Figure 5. Structural reform progress in the EU countries (impact on the annual economic growth rate; percentage points)
Implementing structural reforms, in particular, reducing bureaucratic constraints, strengthening investor protection, as well as raising the quality of education and healthcare, would allow Latvia to raise its relative income level in the Baltic countries from the third to the first place – and this within one generation.
Source: Eurostat data, author's calculations.
Figure A2. Selected administrative and utility price indices in the Baltic countries (year 2000 = 100)
Source: Eurostat data, author's calculations.
 Data for the whole year 2020 are not yet available, and it would be premature to judge which EU countries overcame the Covid-19 crisis with smaller losses (also in terms of income).

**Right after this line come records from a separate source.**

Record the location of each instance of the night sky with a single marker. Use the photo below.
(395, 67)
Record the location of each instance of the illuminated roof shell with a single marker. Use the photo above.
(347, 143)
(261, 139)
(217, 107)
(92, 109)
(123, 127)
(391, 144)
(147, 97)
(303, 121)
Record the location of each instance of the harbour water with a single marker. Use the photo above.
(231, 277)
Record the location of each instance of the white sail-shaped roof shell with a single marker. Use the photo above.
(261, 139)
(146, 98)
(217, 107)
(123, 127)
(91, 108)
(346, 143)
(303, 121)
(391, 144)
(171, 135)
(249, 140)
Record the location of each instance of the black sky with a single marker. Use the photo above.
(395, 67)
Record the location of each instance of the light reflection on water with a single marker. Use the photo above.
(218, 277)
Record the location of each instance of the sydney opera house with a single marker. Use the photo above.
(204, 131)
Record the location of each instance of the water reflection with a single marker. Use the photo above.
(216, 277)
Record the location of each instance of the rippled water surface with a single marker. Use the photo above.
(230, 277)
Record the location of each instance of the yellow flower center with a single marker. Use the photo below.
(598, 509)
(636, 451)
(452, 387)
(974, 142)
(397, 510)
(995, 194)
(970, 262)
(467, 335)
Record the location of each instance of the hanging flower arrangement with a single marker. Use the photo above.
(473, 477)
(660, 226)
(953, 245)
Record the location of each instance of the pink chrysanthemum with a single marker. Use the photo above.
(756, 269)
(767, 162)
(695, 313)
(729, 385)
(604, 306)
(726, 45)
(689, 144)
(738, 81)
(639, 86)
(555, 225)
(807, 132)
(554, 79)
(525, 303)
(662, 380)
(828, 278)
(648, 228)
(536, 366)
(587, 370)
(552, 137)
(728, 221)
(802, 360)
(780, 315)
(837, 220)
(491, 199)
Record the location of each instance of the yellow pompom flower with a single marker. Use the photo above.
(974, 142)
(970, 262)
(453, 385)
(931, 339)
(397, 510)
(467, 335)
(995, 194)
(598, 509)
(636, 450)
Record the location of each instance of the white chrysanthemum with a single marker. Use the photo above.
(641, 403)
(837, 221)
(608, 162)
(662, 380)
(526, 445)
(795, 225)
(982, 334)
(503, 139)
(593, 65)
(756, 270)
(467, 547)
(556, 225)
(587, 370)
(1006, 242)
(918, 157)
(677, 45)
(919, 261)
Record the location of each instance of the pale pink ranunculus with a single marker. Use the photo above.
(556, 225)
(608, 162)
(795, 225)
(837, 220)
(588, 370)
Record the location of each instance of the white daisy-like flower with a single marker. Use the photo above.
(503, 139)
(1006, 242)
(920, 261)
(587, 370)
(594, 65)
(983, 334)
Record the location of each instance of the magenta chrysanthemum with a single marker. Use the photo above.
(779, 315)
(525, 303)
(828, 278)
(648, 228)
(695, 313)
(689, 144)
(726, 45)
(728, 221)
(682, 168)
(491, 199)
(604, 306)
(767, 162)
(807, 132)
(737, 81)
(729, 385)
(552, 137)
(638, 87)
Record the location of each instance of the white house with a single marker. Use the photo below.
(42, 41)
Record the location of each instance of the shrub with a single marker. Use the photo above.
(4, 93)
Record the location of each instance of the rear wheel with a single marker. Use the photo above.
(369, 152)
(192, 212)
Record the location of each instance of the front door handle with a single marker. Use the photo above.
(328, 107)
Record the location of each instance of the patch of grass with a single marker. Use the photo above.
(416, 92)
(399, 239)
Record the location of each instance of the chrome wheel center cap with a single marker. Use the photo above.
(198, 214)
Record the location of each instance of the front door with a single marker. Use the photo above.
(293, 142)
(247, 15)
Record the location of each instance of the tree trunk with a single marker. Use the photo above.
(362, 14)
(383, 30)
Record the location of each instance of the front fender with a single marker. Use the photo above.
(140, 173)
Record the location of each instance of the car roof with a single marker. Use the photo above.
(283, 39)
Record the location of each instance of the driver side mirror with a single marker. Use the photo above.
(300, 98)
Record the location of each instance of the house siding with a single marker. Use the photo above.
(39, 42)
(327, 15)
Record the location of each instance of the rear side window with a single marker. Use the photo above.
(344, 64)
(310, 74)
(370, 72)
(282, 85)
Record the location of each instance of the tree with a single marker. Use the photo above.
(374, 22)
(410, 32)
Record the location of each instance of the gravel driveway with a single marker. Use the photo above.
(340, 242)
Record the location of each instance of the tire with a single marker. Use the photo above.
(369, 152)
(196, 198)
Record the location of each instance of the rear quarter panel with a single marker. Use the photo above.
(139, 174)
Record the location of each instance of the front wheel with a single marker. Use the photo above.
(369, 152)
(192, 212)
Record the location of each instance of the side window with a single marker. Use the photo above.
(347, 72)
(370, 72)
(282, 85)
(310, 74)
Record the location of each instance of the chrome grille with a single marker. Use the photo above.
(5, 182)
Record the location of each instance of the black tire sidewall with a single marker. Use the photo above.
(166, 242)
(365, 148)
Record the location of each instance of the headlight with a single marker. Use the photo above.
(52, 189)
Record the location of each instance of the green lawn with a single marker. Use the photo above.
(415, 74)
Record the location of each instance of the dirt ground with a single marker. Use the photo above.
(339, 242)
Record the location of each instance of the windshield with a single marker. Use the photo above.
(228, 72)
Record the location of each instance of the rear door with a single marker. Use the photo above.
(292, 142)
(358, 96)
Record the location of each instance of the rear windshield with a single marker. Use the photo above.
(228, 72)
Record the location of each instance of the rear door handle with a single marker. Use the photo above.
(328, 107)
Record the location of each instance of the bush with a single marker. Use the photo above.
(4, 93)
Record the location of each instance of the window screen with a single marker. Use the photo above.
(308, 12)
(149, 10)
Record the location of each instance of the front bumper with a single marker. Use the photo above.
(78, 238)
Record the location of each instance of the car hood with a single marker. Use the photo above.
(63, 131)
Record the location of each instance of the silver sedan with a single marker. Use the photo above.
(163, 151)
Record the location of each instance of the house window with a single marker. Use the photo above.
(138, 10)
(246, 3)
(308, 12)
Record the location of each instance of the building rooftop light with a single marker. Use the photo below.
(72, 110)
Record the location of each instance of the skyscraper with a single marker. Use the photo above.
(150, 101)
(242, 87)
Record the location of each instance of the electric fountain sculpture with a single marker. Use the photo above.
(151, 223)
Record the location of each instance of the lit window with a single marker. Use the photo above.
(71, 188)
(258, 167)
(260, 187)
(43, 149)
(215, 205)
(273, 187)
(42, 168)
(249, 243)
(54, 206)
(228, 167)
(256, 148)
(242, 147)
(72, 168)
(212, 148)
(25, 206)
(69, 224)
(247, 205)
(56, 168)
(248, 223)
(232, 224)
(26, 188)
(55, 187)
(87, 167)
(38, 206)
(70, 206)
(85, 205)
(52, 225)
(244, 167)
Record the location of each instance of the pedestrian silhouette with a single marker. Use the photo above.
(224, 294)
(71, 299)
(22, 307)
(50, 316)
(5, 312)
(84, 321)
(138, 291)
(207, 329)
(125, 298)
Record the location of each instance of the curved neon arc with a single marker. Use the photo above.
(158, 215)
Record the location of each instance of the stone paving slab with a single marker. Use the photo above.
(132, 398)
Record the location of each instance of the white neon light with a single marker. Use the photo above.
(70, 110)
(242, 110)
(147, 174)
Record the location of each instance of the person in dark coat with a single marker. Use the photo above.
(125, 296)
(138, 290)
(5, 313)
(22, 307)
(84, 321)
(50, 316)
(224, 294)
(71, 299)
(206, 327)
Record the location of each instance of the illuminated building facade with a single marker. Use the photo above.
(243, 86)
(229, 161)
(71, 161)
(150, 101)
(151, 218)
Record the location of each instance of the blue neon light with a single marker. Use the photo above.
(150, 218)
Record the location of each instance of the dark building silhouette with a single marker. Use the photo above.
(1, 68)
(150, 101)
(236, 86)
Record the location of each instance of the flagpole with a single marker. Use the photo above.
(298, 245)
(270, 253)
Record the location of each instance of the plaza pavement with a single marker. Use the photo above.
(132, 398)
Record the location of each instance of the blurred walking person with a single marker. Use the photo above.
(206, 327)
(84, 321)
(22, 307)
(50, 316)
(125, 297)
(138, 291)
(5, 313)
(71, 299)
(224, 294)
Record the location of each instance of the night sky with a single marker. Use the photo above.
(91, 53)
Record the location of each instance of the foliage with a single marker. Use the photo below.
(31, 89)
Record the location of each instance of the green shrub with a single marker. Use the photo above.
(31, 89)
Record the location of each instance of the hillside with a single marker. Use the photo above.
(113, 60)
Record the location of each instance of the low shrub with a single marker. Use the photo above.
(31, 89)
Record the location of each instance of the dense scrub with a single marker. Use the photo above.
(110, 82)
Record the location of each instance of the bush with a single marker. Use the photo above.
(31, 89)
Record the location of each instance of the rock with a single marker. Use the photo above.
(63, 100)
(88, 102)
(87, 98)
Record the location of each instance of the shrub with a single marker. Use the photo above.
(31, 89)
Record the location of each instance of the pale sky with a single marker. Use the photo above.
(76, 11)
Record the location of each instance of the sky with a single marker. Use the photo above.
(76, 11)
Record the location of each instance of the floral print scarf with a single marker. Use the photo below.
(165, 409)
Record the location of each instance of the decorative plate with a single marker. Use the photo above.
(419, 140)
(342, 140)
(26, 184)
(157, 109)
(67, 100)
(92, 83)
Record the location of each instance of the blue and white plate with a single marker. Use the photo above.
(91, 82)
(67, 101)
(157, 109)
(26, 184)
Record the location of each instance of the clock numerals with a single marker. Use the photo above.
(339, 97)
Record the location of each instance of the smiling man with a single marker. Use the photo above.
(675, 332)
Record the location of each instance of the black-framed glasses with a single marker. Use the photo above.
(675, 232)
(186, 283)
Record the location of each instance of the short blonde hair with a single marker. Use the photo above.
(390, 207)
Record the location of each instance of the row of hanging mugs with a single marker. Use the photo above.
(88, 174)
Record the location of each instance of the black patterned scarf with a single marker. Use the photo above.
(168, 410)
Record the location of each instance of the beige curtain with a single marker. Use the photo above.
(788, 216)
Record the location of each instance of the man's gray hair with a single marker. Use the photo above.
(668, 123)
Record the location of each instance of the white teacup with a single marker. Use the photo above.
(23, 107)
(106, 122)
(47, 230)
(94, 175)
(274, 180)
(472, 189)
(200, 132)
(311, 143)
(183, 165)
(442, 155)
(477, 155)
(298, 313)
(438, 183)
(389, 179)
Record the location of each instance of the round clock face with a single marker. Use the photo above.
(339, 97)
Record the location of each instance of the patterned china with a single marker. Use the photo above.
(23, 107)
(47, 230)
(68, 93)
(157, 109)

 The origins of the idea that the Nordic countries may have higher income level than those on the equator can be traced back to the 18th-century book "The Spirit of the Laws" by the French philosopher Montesquieu. In turn, the German philosopher and sociologist Max Weber wrote in the early 20th century that it was the Lutheran faith that promoted wealth accumulation and thus economic development. One of today's classical studies on the uncertainty of growth models concludes that countries with a Confucian faith are developing faster (other factors held constant). In total, the academic literature identifies several hundred factors that could potentially impact the economic growth rate.
 Technically, a larger share of manufacturing could only increase the income level if productivity in manufacturing is higher than in the economy as a whole. This pattern is not observed in Latvia.
 "Productivity isn't everything, but in the long-run, it is almost everything" (Paul Krugman. "The Age of Diminished Expectations", 1994).